Né le 2 mai 1966 à Este (Italie), Raffaele Toniolo est depuis 1996 le maître de cérémonie d’un stage de Noël à la renommée croissante. Il se tient depuis 2012 sur les hauteurs de la station de ski de Bardonecchia, pile de l’autre côté des Alpes en sortie du tunnel de Fréjus. C’est le pendant hivernal d’un autre stage, estival celui-là, qui consiste à emmener les jeunes judokas du club en bord de mer. Avec sa compagne l’ancienne internationale Monica Barbieri et ses frères Pierangelo et Massimo que nous étions allés voir à l’oeuvre dans leur fief turinois de l’Akiyama Settimo (vidéo ci-dessous), l’ancien -71 kg est à la baguette de ce rendez-vous du 26 au 29 décembre qui fédère bon an mal an un millier de judokas venus d’une bonne dizaine de pays. Au fil des années, nous avons pu y croiser l’Allemand Ole Bischof, le Serbe Nemanja Majdov, les Slovènes Urska Zolnir et Tina Trstenjak, le Géorgien Varlam Liparteliani, le Hongrois Krisztián Tóth ou la Kosovare Majlinda Kelmendi nous démontrer l’importance du placement des mains dans la stratégie d’un combat ; le Coréen Jeon Ki-young nous dévoiler le secret de son fameux seoi inversé – dont il niera en interview être l’inventeur, préférant en laisser la paternité à l’un de ses… élèves – ou le Tchèque Lukas Krpalek nous décomposer à nous en faire péter la cage thoracique l’art de son retournement de boa constricteur mille fois imité mais jamais égalé ; la Canadienne Christa Deguchi, le Japonais Soichi Hachimoto ou les chouchous du lieu, les Italiens Fabio Basile et Manuel Lombardo, incarner l’importance de la forme de corps dans l’exécution d’une technique… Nous avons vu et essayé à notre tour tout cela et bien plus encore, au gré des sessions techniques et des combats qui changent l’immense gymnase en authentique sauna, mais aussi des discussions de fins de repas ou de troisièmes mi-temps où se comprennent et se mesurent un peu mieux les réalités de chacun, qu’il s’agisse du professeur de club octogénaire au million d’anecdotes pédagogiques à l’apprenti champion plein d’assurance en son domaine de compétence mais parfois ceinture blanche et avide d’apprendre sur d’autres terrains de la vie.
Pour toutes ces raisons nous avons voulu donner la parole à Raffaele Toniolo, en sa qualité de cheville ouvrière de ce pur moment d’entraide et de prospérité mutuelle, mais aussi d’entraîneur de l’équipe masculine italienne et, accessoirement, fier papa de deux filles qui le lui rendent bien, la dernière étant la titulaire nationale en -57 kg aux JO de Paris. – JudoAKD#028.

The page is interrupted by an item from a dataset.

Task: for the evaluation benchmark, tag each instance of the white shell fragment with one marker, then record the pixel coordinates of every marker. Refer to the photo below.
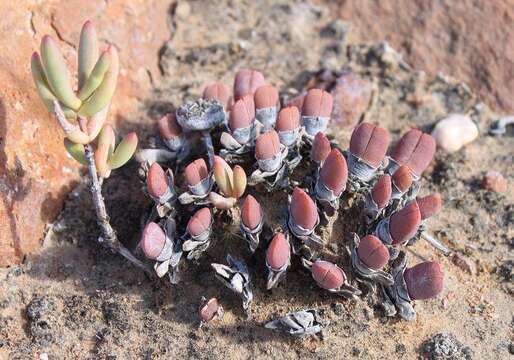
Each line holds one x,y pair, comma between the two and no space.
455,131
301,323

Une version en anglais de cet entretien est à lire ici.
Il y a une question que je souhaite te poser depuis longtemps. Comment te sens-tu chaque année au soir du 29 décembre, lorsque presque tout le monde est parti de Bardonecchia ? Est-ce un mélange de solitude, de fierté, de fatigue ? As-tu une routine, un dîner entre proches par exemple ? Comment se passent les jours suivants ?
Bonne question… Déjà, une certitude : le 29 décembre au soir, tous les ans, je suis effectivement rincé. Car, après avoir démonté le tapis et dit au revoir à tout le monde, je me rends compte que l’édition est terminée. Certaines années, je suis libre immédiatement après et, avec Monica, nous rentrons directement à la maison. D’autres années, je reste quelques jours de plus avec quelques intervenants pour visiter la ville. Dans ces cas-là, je ne rentre à la maison qu’après. Et là, une fois posé, c’est repos total. Après quatre jours à plein temps sur le tapis, j’en ai besoin.

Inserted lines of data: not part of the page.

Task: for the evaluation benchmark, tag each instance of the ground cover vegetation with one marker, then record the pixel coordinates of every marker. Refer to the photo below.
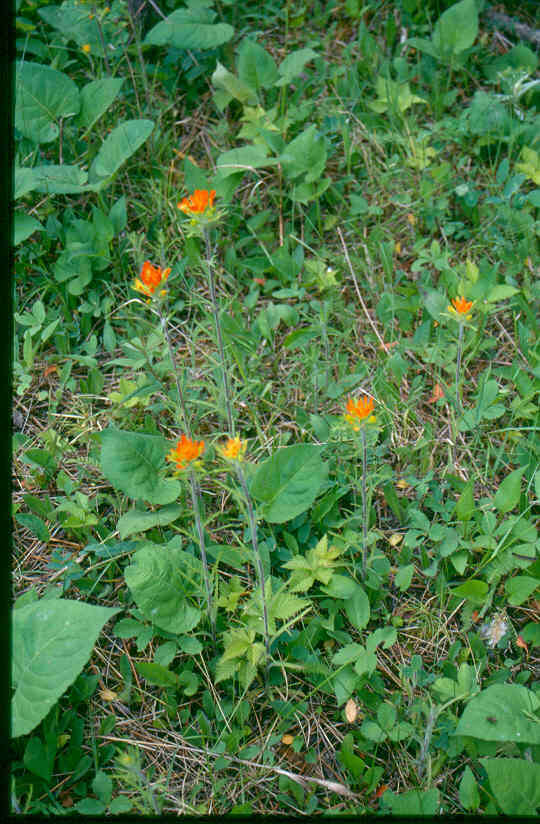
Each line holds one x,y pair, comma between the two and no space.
275,409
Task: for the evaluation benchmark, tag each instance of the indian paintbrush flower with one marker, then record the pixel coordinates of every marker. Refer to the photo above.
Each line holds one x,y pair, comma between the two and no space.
461,308
186,452
359,412
151,278
234,449
198,202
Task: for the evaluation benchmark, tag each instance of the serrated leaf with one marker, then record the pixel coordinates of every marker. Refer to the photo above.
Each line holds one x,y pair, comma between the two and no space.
52,641
357,608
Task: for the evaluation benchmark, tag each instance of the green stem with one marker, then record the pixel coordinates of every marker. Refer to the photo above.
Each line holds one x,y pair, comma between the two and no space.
196,499
181,401
364,503
258,560
458,366
219,336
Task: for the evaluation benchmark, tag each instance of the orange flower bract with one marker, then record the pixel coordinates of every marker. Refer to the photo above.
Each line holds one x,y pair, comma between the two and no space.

Comment cette aventure a-t-elle débuté et d’où vient le choix de cette semaine-là, entre Noël et le jour de l’An ?
Tout a commencé en 1996. À la fin des années quatre-vingt et au début des années quatre-vingt-dix, mes frères Massimo, Pierangelo et moi-même nous entraînions habituellement en août, au célèbre stage de Bertinoro organisé par Alfredo et Beppe Vismara. À cette époque, ce stage était le meilleur de toute l’Italie et les frères Vismara, pour les leçons techniques, invitaient généralement des athlètes ou des entraîneurs à montrer ce qu’ils savaient faire de mieux. C’est ainsi que nous avons pu assister à des interventions du médaillé olympique de Montréal, le Yougoslave Slavko Obadov, du champion olympique belge Robert Van de Walle ou de son compatriote Jean-Marie Dedecker, entraîneur de la formidable génération des Ingrid Berghmans, Ulla Werbrouck et Gella Vandecaveye. Mon frère Pierangelo a eu l’idée d’organiser un stage et nous avons choisi la période de Noël parce qu’en Italie, personne n’organisait de stage à cette période. À cette époque, à l’Akiyama, nous avions beaucoup de très bons cadets et juniors et, pour la première édition, nous étions environ 80 personnes. C’était à Entracque, un tout petit village dans les montagnes près de Cuneo.
Quand avez-vous senti que ce stage commençait à prendre de l’ampleur ?
Dès la deuxième édition. À Entracque, il n’y avait qu’un seul hôtel et il n’était donc pas possible d’augmenter le nombre de participants. Pour cette raison, et aussi pour offrir de meilleures possibilités pour ceux des participants qui souhaitaient profiter des installations de ski à proximité, nous avons décidé de déménager à Gressoney, l’une des stations de ski les plus célèbres d’Italie près du Mont Rose. Au début, nous étions hébergés dans une grande maison de montagne nommée Gino Pistoni House. Au bout de cinq éditions, nous avons étendu les possibilités d’hébergement à une autre maison dirigée par une religieuse. Nous y sommes restés jusqu’en 2011 car, malgré les deux maisons et quelques appartements à louer, nous ne pouvions accueillir « que » 600 personnes et, chaque année, beaucoup de judokas devaient trouver à s’héberger en dehors du camp. C’est pourquoi à partir de 2012 nous avons décidé d’emménager à Bardonecchia, qui était pour nous la meilleure solution pour augmenter le nombre de personnes et faire que le maximum de participants soit hébergé ensemble dans le même bâtiment.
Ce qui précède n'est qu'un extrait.